Chief Judge Rader also noted: “In the electronic age, discovery procedures designed for the 19th and 20th centuries just do not work for complex patent litigation. For example, blanket stipulated orders requiring the production of all relevant documents leads to waste. Courts must control the cost and efficiency of electronic discovery.” He then introduced a proposed model rule generated by a subcommittee of the Advisory Council of the Federal Circuit designed to “streamline eDiscovery”, which focused particularly on e-mail production and would require litigants to focus on the proper purpose of discovery—the gathering of material information—rather than on unlimited fishing expeditions. The model order also includes the following components:
- A process for parties to exchange core documentation concerning the patent, the accused product, the prior art, and the finances before seeking e-mail production.
- Presumptive limits on the number of record custodians and the number of search terms for requests seeking the production of e-mail. In particular, each party seeking production of e-mails would presumptively be limited to 5 custodians per producing party and 5 search terms per custodian. However, the parties would be able to jointly agree to modify these limits or ask the court to modify them for good cause if a joint agreement proves elusive.
- Any party seeking to exceed the discovery limits would do so at its own expense.
- Production requests under Rules 34 and 45 shall not include metadata absent a showing of good cause. However, fields showing the date and time that the document was sent and received, as well as the complete distribution list, shall generally be included in the production.
- Production requests under Rules 34 and 45 shall not include e-mail or other forms of electronic correspondence (collectively “e-mail”). To obtain e-mails parties would be required to propound specific requests requiring e-mail production. Such requests would be limited to targeting specific issues, rather than general discovery of a product or business. These requests would be phased to occur after the parties have exchanged initial disclosures and basic documentation about the patents, the prior art, the accused instrumentalities, and the relevant finances. Note: While this provision does not require the production of such information, the Court encourages prompt and early production of this information to promote efficient and economical streamlining of the case. In addition, e-mail production requests shall identify the custodian, search terms, and time frame. The parties shall cooperate to identify the proper custodians, search terms and timeframe.
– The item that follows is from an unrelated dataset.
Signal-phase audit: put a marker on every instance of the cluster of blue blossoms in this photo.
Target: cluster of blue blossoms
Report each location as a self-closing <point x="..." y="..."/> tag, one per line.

- The receiving party would not be able to use ESI that the producing party asserts is protected by the attorneyclient privilege or work product doctrine to challenge such privilege or protection.
- In addition, pursuant to Federal Rule of Evidence 502(d), the inadvertent production of privileged or work product protected ESI would not constitute a waiver in the pending case or in any other federal or state proceeding.
It remains to be seen how this model rule will be implemented in practice by the district courts and if it will gain any traction outside of the patent litigation context.